Ensure Series Data are Ascendingly Ordered
print(platform_df['ps4']['userCritic_difference'])
print("")
print(platform_df['switch']['userCritic_difference'])
93 69.0
82 68.0
116 60.0
79 52.0
172 51.0
...
198 0.0
330 0.0
214 0.0
76 0.0
56 0.0
Name: userCritic_difference, Length: 310, dtype: float64
240 58.0
66 55.0
94 51.0
416 43.0
123 42.0
...
443 0.0
89 0.0
106 0.0
53 0.0
208 0.0
Name: userCritic_difference, Length: 364, dtype: float64
PS4 Distribution
histogramPdfGraph.showHistPdf(platform_df['ps4']['userCritic_difference'], 30, '#e3e2e2', 'black', 'disparity', 'ps4', 10, 8)
Average of PS4’s Disparity
platform_df['ps4']['userCritic_difference'].mean()
15.893548387096773
Switch Distribution
histogramPdfGraph.showHistPdf(platform_df['switch']['userCritic_difference'], 30, '#e3e2e2', 'black', 'disparity', 'switch', 10, 8)
Average of Switch Disparity
platform_df['switch']['userCritic_difference'].mean()
6.876373626373627
Conclusion
- The difference between ps4 and switch distributions is notable
- The difference between ps4 and switch means is about 9
Concatenate Both PS4 and Switch
bothGroups = pd.concat([platform_df['switch']['userCritic_difference'], platform_df['ps4']['userCritic_difference']])
Shuffle and Divide
# permutation based shuffling
rng = np.random.default_rng()
bothGroups = rng.permutation(bothGroups)
# divide into two groups
firstGroup = bothGroups[:int(len(bothGroups)/2)]

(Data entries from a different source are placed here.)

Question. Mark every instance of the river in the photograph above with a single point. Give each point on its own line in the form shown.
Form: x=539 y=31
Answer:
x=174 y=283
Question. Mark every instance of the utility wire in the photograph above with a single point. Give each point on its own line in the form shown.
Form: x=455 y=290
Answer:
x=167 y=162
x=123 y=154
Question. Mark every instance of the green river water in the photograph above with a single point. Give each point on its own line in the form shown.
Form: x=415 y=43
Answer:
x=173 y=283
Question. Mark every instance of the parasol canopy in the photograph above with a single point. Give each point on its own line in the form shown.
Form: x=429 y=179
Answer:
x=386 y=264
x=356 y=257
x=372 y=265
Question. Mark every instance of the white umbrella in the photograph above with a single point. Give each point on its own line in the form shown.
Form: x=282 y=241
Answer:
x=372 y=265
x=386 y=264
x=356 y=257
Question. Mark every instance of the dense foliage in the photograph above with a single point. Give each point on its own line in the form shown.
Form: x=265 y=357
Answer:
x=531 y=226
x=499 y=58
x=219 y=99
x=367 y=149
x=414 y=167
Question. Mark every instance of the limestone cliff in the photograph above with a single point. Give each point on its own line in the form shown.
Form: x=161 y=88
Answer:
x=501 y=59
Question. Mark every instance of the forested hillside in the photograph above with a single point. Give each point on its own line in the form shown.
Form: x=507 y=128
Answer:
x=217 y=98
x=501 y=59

secondGroup = bothGroups[int(len(bothGroups)/2):]
First Group Distribution
histogramPdfGraph.showHistPdf(firstGroup, 30, '#e3e2e2', 'black', 'disparity', 'first group', 10, 8)
First Group Average
firstGroup.mean()
11.0
Second Group Distribution
histogramPdfGraph.showHistPdf(secondGroup, 30, '#e3e2e2', 'black', 'disparity', 'second group', 10, 8)
Second Group Average
secondGroup.mean()
11.047477744807122
Conclusion
- The difference between first and second groups distributions is not notable alike ps4 and switch
- The difference between first and second groups means is much less than disparity between ps4 and switch distributions
Permutation Test and P-Value Based Statistical Significance
We apply the above method iteratively. The more tests, The more confident we are of our hypothesis. That is, The pattern of two distributions is attributed to the difference in two platforms.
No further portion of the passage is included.